English (293)  Spanish (13)  Italian (9)  French (5)  Swedish (3)  Catalan (3)  Norwegian (3)  German (2)  Hebrew (1)  All languages (332)
Showing 1-5 of 293 (next | show all)
Suite Francaise takes place in Nazi occupied France in the 1940's. It focuses on the lives of various different people - - wealthy, poor, and middle class - - as they react to the prospect of Paris being bombed. It then moves on to a single town and paints a detailed portrait of what it was like to live in a village with the Nazi soldiers right there beside the French.

If I were merely evaluating this book on the writing alone - - well it would be five star PLUS. Goodness, this woman can craft a sentence. Her details are specific, important, and immediately give you a perfect sense of place, person, or time. Incredible. And she sustains the level of prose throughout. To me, had she been able to continue to write, she probably would have been a writer of some great classics.
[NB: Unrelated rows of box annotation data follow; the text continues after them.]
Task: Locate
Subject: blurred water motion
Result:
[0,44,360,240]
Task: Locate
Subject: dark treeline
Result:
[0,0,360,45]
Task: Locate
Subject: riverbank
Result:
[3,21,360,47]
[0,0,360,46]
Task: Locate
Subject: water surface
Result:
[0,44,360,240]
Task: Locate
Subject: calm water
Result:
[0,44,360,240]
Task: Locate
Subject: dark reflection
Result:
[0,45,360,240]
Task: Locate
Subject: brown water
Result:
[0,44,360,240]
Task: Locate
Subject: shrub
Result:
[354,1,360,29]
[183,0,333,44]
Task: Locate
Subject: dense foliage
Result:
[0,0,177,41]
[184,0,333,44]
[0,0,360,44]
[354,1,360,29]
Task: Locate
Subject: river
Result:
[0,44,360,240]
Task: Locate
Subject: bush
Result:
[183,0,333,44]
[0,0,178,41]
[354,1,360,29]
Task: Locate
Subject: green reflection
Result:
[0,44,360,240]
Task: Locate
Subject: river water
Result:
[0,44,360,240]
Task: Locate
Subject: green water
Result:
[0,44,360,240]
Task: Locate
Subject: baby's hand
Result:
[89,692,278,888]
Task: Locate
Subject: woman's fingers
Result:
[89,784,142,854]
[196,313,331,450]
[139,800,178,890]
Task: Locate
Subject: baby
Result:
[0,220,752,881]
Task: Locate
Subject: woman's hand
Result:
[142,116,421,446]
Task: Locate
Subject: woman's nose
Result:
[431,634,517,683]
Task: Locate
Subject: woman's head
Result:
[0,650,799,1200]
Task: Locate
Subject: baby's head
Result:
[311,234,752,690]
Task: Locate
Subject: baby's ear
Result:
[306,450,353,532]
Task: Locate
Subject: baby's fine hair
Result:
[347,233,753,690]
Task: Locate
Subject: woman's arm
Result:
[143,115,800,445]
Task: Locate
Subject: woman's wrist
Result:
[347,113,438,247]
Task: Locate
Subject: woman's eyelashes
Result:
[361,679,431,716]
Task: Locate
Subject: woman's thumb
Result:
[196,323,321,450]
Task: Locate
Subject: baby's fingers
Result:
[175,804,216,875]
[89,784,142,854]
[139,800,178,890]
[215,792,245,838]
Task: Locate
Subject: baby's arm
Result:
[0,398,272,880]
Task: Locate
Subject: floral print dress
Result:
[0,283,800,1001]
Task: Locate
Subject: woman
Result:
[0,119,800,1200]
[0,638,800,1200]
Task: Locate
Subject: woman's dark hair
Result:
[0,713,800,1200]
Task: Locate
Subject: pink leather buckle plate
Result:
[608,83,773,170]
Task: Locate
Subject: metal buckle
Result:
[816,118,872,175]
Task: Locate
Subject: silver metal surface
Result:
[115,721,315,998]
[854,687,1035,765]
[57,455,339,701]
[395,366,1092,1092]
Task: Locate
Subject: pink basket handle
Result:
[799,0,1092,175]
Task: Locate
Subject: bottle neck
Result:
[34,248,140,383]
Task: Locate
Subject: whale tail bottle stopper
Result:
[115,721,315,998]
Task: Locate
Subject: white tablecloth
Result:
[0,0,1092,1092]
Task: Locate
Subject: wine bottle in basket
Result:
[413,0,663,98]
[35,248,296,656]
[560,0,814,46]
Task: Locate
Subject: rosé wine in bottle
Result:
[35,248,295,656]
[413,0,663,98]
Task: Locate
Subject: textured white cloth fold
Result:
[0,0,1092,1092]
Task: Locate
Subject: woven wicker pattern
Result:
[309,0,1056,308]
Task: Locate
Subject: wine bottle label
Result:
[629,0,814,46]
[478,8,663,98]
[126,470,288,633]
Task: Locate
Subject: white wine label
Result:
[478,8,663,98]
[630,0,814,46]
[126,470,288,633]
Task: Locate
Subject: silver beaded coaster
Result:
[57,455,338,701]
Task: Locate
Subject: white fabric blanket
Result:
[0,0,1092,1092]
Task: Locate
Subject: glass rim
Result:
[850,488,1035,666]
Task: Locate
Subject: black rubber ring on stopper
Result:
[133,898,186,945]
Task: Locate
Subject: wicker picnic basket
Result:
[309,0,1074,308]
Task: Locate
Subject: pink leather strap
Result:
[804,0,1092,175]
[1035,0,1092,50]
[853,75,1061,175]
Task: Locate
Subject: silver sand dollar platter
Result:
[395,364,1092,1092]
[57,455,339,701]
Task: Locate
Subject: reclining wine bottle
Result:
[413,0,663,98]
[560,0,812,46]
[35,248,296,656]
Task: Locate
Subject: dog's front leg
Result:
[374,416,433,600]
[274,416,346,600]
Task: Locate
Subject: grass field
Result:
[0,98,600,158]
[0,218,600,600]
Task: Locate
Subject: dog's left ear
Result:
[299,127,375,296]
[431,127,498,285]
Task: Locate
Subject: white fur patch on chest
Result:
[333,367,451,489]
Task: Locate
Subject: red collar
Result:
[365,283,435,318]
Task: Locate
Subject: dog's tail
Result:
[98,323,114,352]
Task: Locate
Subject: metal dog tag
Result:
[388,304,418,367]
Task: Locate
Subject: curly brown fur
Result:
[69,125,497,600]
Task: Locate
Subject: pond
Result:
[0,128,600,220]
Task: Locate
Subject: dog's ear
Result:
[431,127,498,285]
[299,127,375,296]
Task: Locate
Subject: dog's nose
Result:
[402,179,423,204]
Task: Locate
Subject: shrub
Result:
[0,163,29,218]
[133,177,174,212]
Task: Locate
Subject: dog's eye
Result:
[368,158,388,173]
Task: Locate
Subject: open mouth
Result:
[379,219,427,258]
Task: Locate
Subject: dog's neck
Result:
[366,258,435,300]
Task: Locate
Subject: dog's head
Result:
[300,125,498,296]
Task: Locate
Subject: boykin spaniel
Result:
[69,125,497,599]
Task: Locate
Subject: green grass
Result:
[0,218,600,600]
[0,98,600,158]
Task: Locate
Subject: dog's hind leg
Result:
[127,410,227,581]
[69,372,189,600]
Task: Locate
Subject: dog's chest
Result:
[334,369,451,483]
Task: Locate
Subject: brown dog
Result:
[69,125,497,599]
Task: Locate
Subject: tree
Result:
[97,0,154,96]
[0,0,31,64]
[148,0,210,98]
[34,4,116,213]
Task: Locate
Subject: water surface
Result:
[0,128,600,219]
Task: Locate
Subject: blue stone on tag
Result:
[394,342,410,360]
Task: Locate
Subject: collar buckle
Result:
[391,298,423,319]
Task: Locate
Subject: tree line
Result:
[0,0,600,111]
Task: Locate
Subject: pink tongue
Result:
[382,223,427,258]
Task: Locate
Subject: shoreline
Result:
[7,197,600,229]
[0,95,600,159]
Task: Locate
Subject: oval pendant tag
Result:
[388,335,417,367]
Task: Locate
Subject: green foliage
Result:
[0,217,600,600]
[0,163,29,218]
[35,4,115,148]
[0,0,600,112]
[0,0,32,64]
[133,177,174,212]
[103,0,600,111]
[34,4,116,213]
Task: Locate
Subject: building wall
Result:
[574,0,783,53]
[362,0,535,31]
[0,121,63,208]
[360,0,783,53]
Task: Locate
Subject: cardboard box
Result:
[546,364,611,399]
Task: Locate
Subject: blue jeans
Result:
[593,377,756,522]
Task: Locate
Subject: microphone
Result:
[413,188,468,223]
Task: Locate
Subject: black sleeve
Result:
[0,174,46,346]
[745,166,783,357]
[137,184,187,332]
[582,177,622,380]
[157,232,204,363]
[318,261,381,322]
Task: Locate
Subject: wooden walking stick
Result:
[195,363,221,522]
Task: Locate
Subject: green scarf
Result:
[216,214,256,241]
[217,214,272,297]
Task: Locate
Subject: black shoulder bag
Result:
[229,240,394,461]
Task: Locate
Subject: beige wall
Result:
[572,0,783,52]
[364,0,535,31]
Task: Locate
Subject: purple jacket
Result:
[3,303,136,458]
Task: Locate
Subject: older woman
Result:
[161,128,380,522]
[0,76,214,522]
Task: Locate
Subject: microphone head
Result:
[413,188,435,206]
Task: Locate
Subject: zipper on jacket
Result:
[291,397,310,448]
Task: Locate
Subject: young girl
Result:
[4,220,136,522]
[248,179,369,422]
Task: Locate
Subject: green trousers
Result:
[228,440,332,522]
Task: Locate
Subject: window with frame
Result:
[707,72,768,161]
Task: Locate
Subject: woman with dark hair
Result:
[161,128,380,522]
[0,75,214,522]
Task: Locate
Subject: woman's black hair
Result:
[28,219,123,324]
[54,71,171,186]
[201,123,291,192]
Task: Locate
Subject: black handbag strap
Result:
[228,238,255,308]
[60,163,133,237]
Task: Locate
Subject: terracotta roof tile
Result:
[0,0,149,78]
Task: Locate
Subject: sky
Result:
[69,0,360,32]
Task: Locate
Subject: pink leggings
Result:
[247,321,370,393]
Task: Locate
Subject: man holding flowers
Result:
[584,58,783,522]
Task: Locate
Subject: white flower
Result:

She's just that type of writer -- truly gifted.

Unfortunately, for me, sheer enjoyment plays a factor in my ratings, and I think I didn't quite get to know the characters well enough to feel emotionally attached to them. This book has a lot of sad, and what should have been touching, events in it. And somehow, I just wasn't really feeling them like I did in say - - The Road or The Book Thief. If this book was a movie, it would be described as an "ensemble" cast. You meet many characters, and you do get a picture of who they are, but you don't get to know many of them well.

However, it really is a terrific book - - made more astounding by the background story of the author (which is included in an extensive end note). I was definitely GLAD I read it - - so thanks to the many PBTers who picked it for me this month!!!
( )
  Anita_Pomerantz | Mar 23, 2023 |
This novel contains two separate parts related through setting and time period. The first is a story of the attempt to flee France in advance of the German invasion in 1940. The second is set in rural France during the German occupation and tells of how the families of the town interacted with the German soldiers.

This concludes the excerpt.